Training Data Preparation

# Convert to training format
training_data = []
for row in adapter.get_evaluation_rows():
    training_data.append({
        "messages": [{"role": msg.role, "content": msg.content} for msg in row.messages],
        "ground_truth": row.ground_truth,
    })

A/B Testing with Live Data

# Compare models on recent production data
langfuse_adapter = create_langfuse_adapter(...)
recent_conversations = list(langfuse_adapter.get_evaluation_rows(
    from_timestamp=datetime.now() - timedelta(days=1),
    limit=100,
))

# Test both models on the same data
for row in recent_conversations:
    # Test model A and B, compare results...

Custom Adapter Development

Option 1: Use Generic HuggingFace Adapter (Recommended)

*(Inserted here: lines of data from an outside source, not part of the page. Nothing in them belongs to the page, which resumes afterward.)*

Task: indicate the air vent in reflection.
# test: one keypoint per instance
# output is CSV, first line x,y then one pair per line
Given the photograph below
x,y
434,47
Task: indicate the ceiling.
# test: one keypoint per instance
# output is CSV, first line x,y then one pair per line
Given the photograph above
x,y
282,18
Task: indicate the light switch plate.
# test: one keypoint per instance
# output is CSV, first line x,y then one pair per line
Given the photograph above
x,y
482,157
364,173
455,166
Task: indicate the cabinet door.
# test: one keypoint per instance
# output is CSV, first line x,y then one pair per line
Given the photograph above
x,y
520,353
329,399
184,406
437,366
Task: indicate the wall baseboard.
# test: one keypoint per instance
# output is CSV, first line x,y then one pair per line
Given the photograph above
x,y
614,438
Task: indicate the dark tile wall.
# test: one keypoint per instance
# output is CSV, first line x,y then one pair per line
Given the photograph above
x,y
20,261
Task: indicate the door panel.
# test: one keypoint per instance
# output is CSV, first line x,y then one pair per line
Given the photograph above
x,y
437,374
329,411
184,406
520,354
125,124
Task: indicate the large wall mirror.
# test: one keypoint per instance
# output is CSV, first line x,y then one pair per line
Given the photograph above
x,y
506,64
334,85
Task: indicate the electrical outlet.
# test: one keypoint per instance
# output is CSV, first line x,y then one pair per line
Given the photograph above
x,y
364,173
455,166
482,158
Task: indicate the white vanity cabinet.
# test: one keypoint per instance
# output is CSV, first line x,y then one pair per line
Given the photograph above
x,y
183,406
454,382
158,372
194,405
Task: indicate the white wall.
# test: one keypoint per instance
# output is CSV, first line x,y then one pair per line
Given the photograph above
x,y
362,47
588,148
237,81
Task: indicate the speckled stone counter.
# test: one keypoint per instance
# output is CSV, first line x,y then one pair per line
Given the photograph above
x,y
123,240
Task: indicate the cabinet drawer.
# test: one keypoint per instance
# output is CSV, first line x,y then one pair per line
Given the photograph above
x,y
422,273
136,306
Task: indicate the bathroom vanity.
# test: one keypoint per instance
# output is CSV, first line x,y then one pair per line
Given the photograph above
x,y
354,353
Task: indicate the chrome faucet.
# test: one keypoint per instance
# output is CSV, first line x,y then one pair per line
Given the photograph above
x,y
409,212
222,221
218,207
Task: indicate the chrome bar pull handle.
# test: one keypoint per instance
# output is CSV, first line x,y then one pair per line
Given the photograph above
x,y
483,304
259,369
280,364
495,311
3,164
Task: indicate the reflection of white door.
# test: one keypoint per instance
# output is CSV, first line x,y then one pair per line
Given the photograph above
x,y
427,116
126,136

For datasets on HuggingFace Hub, use the generic adapter with a transform function:

from eval_protocol.adapters.huggingface import create_huggingface_adapter

def my_transform(row):
    return {
        'messages': [
            {'role': 'system', 'content': 'Your system prompt'},
            {'role': 'user', 'content': row['input_field']},
        ],
        'ground_truth': row['output_field'],
        'metadata': {'custom': row.get('metadata_field')}
    }

adapter = create_huggingface_adapter(
    dataset_id="your-dataset-id",
    transform_fn=my_transform,
    revision="main"  # optional
)

Option 2: Create Custom Adapter Class

See eval_protocol/adapters/CONTRIBUTING.md for detailed instructions on creating full custom adapters.

Quick template:

from eval_protocol.models import EvaluationRow, Message, InputMetadata

class MyCustomAdapter:
    def __init__(self, **config):
        # Initialize your data source connection
        pass

    def get_evaluation_rows(self, **kwargs) -> Iterator[EvaluationRow]:
        # Fetch data and convert to EvaluationRow format
        pass

Troubleshooting

Common Issues

  1. Import Errors: Make sure you have the right optional dependencies installed

    pip install 'eval-protocol[langfuse]'  # for Langfuse
    pip install 'eval-protocol[huggingface]'  # for HuggingFace
    pip install 'eval-protocol[adapters]'  # for all adapters
  2. Authentication Errors: Check your environment variables and API keys

  3. Network Errors: Verify connectivity to external services

  4. Data Format Issues: Check that your data source has the expected fields

Debug Mode

Enable debug logging to see what's happening:

import logging
logging.basicConfig(level=logging.DEBUG)

# Your adapter code here...

Getting Help

  • Check the main CONTRIBUTING.md for project setup
  • Review adapter-specific documentation in eval_protocol/adapters/CONTRIBUTING.md
  • Open an issue on GitHub for bugs or feature requests
  • Join the community discussions for questions

Contributing

We welcome contributions of new adapters! Popular integrations that would be valuable:

  • Database adapters: PostgreSQL, MongoDB, etc.
  • API adapters: OpenAI Evals, Anthropic datasets, etc.
  • File format adapters: Parquet, Excel, etc.
  • Monitoring platform adapters: DataDog, New Relic, etc.

See the adapter contributing guide for detailed instructions.